The alarm clock went off.
The blaring sound caused Hachiman to jolt awake, clutching his blanket as he tried to register WHAT THE FUCK JUST HAPPENED.
"Fuck, I told Lil Pip not to set it off at such a time…" Hachiman silently admonished Lil Pip, a manservant who is under Hachiman's service.
"The sun is barely up… Normally, this would have been a great opportunity for me to enjoy the freshness of morning air," Hachiman commented. In the good old days, Hachiman was quite fond of jogging, although he had shown much disdain towards any other kinds of physical exertion.
"But too bad Joji Sorosu had to spoil it for us folks by monopolizing fresh morning air…"
On the other end of the town, a colossal factory is busy at work through its myriad of tubes and other types of suction devices— fresh morning air is sucked into the factory while synthetic air mixture is simultaneously churned out from it. The fresh morning air is then delivered to various middle-class households, where the freshness of nature is in huge demand especially given the post-apocalypse environment.
In heavily polluted areas such as Shanghai and Stockholm, the well-off individuals could bear to pay up to a dozen coin for 1 gallon of bottled air.

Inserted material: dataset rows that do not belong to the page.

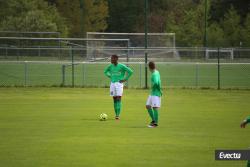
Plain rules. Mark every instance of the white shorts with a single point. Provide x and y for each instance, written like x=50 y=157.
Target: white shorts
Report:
x=116 y=89
x=154 y=101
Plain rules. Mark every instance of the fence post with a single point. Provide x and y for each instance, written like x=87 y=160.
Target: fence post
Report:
x=83 y=72
x=63 y=75
x=72 y=67
x=196 y=74
x=218 y=57
x=140 y=75
x=25 y=73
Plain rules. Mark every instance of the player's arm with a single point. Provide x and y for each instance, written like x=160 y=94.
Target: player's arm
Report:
x=245 y=122
x=107 y=72
x=129 y=73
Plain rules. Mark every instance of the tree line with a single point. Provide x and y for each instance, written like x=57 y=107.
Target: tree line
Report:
x=227 y=23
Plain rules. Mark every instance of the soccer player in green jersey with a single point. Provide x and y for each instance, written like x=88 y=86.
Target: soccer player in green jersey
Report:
x=154 y=99
x=245 y=122
x=243 y=125
x=116 y=72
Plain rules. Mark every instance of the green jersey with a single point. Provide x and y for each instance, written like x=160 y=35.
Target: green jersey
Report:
x=248 y=119
x=117 y=72
x=156 y=83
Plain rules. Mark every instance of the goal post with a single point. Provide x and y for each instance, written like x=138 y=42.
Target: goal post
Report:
x=225 y=53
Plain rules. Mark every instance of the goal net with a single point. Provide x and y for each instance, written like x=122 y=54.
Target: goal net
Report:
x=225 y=53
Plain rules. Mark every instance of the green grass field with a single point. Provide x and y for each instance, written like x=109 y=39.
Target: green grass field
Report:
x=173 y=75
x=59 y=127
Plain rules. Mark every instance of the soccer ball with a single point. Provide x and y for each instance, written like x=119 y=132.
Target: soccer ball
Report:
x=103 y=117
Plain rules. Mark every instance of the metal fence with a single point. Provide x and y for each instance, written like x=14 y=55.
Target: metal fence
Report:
x=179 y=67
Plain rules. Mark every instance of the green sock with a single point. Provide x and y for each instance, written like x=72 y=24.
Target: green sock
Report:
x=115 y=108
x=119 y=106
x=155 y=115
x=151 y=114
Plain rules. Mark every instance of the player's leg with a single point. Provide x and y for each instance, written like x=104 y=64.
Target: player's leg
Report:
x=113 y=94
x=118 y=92
x=150 y=109
x=156 y=104
x=119 y=106
x=115 y=105
x=156 y=114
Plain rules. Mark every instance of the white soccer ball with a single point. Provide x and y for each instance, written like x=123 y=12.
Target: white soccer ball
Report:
x=103 y=117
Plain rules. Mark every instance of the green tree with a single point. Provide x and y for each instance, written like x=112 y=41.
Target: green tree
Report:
x=215 y=36
x=31 y=15
x=84 y=15
x=124 y=15
x=187 y=24
x=232 y=28
x=246 y=32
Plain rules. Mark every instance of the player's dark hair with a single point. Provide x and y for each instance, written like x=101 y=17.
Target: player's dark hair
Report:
x=151 y=65
x=115 y=56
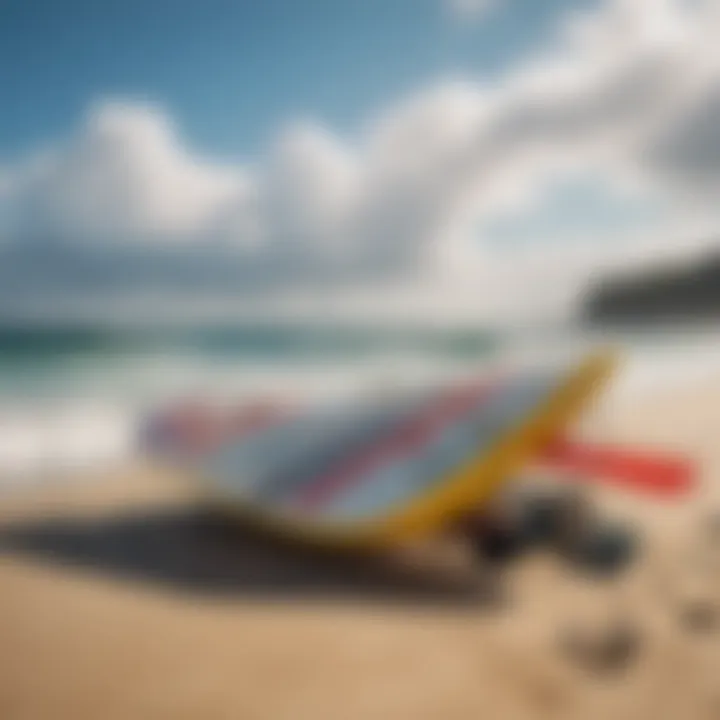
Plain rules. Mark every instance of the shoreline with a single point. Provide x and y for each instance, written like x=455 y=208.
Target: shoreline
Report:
x=117 y=606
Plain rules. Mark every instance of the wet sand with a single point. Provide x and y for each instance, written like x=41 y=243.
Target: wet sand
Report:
x=120 y=598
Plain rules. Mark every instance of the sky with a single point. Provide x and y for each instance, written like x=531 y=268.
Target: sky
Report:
x=450 y=159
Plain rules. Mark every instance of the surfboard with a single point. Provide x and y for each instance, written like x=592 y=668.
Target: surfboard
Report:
x=382 y=472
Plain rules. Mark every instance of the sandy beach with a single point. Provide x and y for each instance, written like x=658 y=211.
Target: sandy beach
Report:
x=119 y=599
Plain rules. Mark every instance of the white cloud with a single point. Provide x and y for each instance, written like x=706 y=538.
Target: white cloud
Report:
x=470 y=9
x=630 y=94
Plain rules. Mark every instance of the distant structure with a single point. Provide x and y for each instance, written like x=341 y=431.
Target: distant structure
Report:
x=674 y=293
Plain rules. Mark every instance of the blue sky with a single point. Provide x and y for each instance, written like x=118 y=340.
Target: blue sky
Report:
x=232 y=71
x=288 y=149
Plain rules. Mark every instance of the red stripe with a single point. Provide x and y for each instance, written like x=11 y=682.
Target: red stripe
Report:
x=410 y=435
x=644 y=471
x=201 y=430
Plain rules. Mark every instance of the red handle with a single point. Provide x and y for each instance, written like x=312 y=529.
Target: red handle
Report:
x=641 y=470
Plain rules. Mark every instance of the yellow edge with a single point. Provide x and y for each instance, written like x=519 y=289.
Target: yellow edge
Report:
x=470 y=485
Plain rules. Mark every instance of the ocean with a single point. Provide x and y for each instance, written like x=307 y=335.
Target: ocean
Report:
x=73 y=397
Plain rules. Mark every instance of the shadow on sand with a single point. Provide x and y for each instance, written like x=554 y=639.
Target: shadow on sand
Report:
x=191 y=550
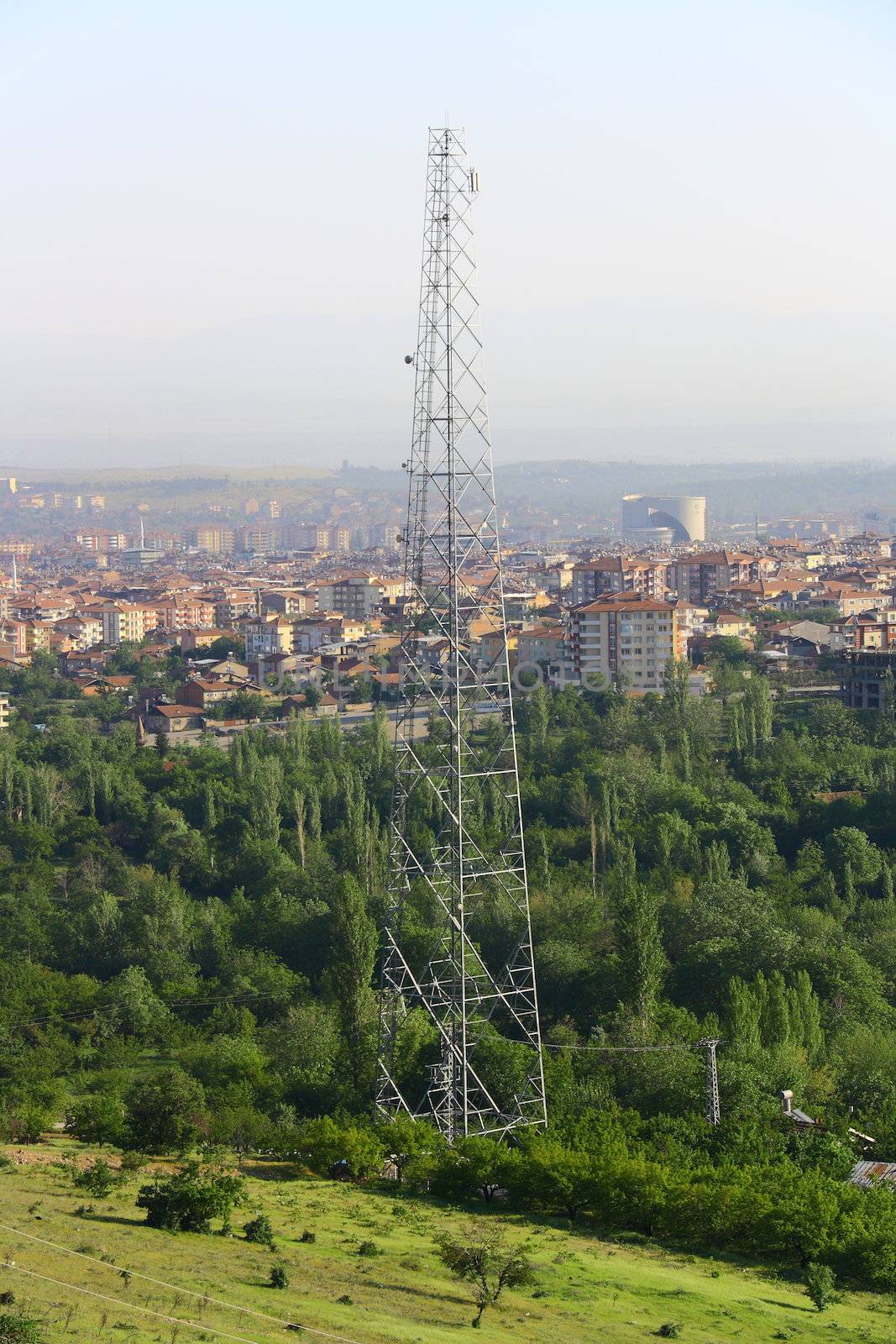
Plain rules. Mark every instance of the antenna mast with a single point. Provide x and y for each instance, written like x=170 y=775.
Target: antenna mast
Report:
x=456 y=853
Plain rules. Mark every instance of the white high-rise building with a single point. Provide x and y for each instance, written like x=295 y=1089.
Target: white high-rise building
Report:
x=664 y=519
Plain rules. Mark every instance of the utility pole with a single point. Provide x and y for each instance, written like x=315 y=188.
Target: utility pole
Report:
x=456 y=850
x=714 y=1106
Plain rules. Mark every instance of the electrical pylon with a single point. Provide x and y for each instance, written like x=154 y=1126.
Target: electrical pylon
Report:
x=456 y=848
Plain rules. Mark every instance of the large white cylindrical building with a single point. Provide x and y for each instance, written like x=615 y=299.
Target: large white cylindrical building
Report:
x=664 y=517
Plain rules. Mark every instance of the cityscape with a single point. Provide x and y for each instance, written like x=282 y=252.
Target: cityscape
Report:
x=448 y=823
x=312 y=595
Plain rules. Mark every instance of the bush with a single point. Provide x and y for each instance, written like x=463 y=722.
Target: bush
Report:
x=188 y=1202
x=98 y=1180
x=259 y=1230
x=821 y=1285
x=19 y=1330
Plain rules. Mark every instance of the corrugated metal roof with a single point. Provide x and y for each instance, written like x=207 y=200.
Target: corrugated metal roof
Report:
x=866 y=1173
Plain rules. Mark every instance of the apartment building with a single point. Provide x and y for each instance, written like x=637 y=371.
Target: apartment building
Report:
x=289 y=601
x=261 y=539
x=699 y=577
x=625 y=640
x=82 y=631
x=217 y=541
x=618 y=575
x=268 y=638
x=123 y=622
x=358 y=596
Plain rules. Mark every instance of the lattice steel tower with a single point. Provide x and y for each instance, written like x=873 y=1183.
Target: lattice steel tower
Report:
x=457 y=831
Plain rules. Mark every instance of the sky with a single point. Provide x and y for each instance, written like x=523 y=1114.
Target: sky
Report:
x=210 y=239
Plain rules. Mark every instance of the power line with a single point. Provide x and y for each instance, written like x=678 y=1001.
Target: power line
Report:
x=129 y=1307
x=622 y=1050
x=175 y=1288
x=74 y=1015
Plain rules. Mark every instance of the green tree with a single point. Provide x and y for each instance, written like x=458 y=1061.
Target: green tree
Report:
x=97 y=1119
x=821 y=1285
x=351 y=972
x=486 y=1261
x=132 y=1007
x=191 y=1200
x=165 y=1113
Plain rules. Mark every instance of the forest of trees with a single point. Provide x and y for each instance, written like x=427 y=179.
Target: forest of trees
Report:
x=188 y=949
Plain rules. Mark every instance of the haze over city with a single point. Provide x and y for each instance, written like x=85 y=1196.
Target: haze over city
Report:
x=212 y=228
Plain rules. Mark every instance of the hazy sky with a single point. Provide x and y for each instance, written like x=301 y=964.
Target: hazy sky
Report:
x=211 y=226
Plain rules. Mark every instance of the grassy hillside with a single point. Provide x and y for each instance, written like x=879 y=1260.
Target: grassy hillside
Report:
x=586 y=1289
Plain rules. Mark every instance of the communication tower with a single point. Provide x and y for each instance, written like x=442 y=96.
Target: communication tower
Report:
x=457 y=940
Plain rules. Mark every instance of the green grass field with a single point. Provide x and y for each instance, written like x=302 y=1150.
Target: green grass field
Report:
x=587 y=1288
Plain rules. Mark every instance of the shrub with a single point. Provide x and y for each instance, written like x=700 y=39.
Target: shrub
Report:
x=188 y=1202
x=98 y=1180
x=259 y=1230
x=278 y=1277
x=821 y=1285
x=20 y=1330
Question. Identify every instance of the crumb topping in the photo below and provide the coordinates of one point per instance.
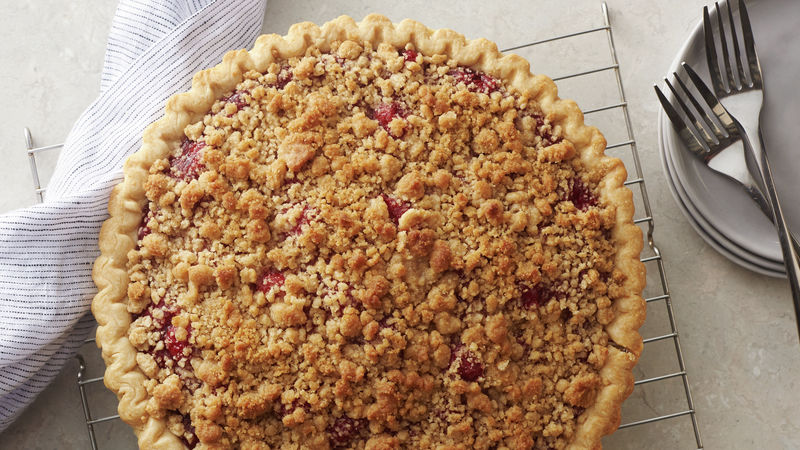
(372, 248)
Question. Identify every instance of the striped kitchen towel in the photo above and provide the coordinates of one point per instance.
(47, 250)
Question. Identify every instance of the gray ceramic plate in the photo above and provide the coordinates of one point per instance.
(717, 241)
(725, 207)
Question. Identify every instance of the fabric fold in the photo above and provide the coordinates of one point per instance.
(47, 250)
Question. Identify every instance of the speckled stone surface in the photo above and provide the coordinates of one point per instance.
(737, 328)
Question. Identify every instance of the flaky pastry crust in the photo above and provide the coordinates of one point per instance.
(118, 236)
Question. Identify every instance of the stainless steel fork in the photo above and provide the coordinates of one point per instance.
(720, 141)
(741, 92)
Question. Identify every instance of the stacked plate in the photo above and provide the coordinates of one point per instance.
(716, 207)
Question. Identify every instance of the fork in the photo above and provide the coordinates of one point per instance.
(722, 144)
(741, 92)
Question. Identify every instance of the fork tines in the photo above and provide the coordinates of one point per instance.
(704, 134)
(729, 82)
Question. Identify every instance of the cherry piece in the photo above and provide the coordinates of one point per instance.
(384, 113)
(396, 207)
(144, 230)
(581, 196)
(192, 440)
(344, 430)
(409, 55)
(174, 346)
(475, 81)
(272, 278)
(189, 163)
(469, 367)
(534, 296)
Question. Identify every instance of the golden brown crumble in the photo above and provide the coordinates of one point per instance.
(372, 248)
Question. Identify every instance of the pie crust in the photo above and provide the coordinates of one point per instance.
(118, 236)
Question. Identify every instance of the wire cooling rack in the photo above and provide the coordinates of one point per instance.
(660, 413)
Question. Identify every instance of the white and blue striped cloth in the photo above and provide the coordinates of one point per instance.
(47, 250)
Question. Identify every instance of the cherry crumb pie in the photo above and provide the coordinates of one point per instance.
(371, 236)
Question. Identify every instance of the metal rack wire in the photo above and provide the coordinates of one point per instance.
(658, 298)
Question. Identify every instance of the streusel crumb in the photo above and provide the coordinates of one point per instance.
(373, 248)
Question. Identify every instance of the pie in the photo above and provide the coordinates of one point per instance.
(369, 235)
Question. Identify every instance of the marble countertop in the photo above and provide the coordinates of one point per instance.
(736, 327)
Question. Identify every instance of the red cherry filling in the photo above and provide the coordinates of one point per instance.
(581, 196)
(144, 230)
(409, 54)
(162, 323)
(189, 163)
(344, 430)
(534, 296)
(468, 367)
(396, 207)
(272, 278)
(192, 440)
(175, 346)
(475, 81)
(384, 113)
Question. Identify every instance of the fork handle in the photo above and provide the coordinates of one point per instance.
(788, 246)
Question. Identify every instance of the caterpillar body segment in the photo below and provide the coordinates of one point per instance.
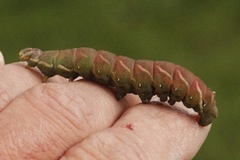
(170, 82)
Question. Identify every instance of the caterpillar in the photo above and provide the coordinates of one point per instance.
(145, 78)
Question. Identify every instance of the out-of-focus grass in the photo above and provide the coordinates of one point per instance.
(202, 36)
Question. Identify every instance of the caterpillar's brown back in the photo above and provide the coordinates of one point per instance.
(170, 82)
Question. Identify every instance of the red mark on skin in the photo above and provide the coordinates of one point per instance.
(129, 126)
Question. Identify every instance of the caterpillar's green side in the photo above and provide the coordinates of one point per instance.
(170, 82)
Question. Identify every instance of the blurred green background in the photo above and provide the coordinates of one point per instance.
(202, 36)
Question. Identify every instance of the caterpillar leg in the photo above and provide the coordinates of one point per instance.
(120, 94)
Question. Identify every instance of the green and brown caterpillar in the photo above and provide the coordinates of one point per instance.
(168, 81)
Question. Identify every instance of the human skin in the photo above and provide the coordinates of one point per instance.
(83, 120)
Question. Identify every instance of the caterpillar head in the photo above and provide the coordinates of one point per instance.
(209, 111)
(31, 55)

Although Joji's products raised much contention over its authenticity, his business fared extremely well due to the demand for nature's greatest gift. This makes Hachiman envious— he wanted to be a businessman just as successful.
And this is not simply for his hubris' sake.
In the world Hachiman lives in, businesses are not only the economic backbone of humanity, but also the only option for individuals to secure their freedom and chances of survival.
In the world Hachiman lives in, a person bereft of any financial value might be better off dead. For the government no longer provides handouts for the impoverished. For the government no longer provides retirement checks for pensioners. For the government no longer redistributes wealth in support of the weak and marginalized.
For there is no government.
The force of nature has relinquished whatever form of collective structure that moved humanity forward over the past few millennia.